For the first solution, I am not sure why you need to provide the failure count for every failure. It seems like that would be very verbose. If you don't need that then you can do something like this:
classdef testArrays < matlab.unittest.TestCase
methods (Test)
function testArraysEquality(testCase)
a = 1:10;
b = 1:10;
failureCount = 0;
testCase.addlistener('VerificationFailed', #incrementFailureCount);
function incrementFailureCount(varargin)
% This is a nested function & has the scope and can see/modify
% the failureCount variable. This could also be done with a
% property on the class ans a method that increments it
failureCount = failureCount + 1;
end
for i=1:length(a)
testCase.verifyEqual(a(i),b(i),'AbsTol',10e-3,['Tested array element # ' num2str(i)]);
end
% I suggest using log instead of disp. If you want it to show up most of the time you can
% log it at Terse (1) verbosity. However, if you don't want to see it you can turn it off.
testCase.log(1, sprintf('%d out of %d test cases failed', failureCount, length(a)));
end
end
end
Is that good enough?

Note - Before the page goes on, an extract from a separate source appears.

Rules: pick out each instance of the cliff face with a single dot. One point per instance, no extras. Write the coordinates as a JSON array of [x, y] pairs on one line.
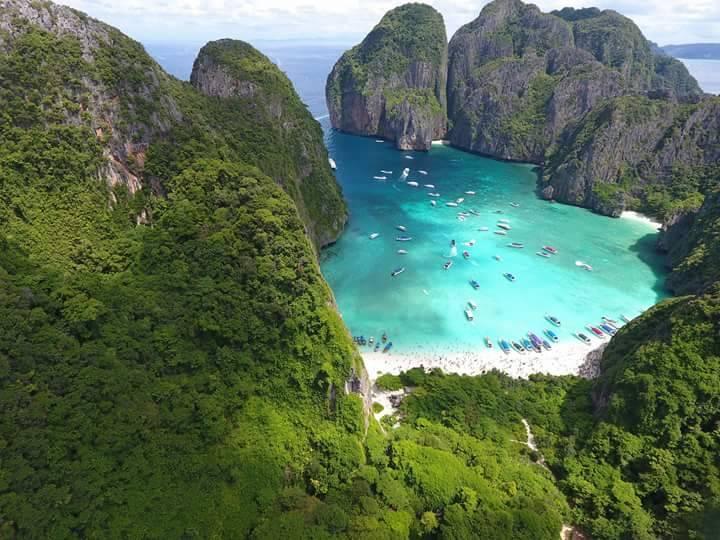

If you really want to show the failure count in the diagnostics for each failure you can its just a bit more complicated and requires another nested function (or property access).
classdef testArrays < matlab.unittest.TestCase
methods (Test)
function testArraysEquality(testCase)
import matlab.unittest.diagnostics.Diagnostic;
a = 1:10;
b = 1:10;
failureCount = 0;
testCase.addlistener('VerificationFailed', #incrementFailureCount);
function incrementFailureCount(varargin)
failureCount = failureCount + 1;
end
function displayFailureCount
fprintf(1, 'Failure Count: %d', failureCount);
end
for i=1:length(a)
testCase.verifyEqual(a(i),b(i),'AbsTol',10e-3, ...
Diagnostic.join(...
['Tested array element #' num2str(i)], ...
#displayFailureCount));
end
testCase.log(1, sprintf('%d out of %d test cases failed', failureCount, length(a)));
end
end
end
Does that help you accomplish what you are trying to do?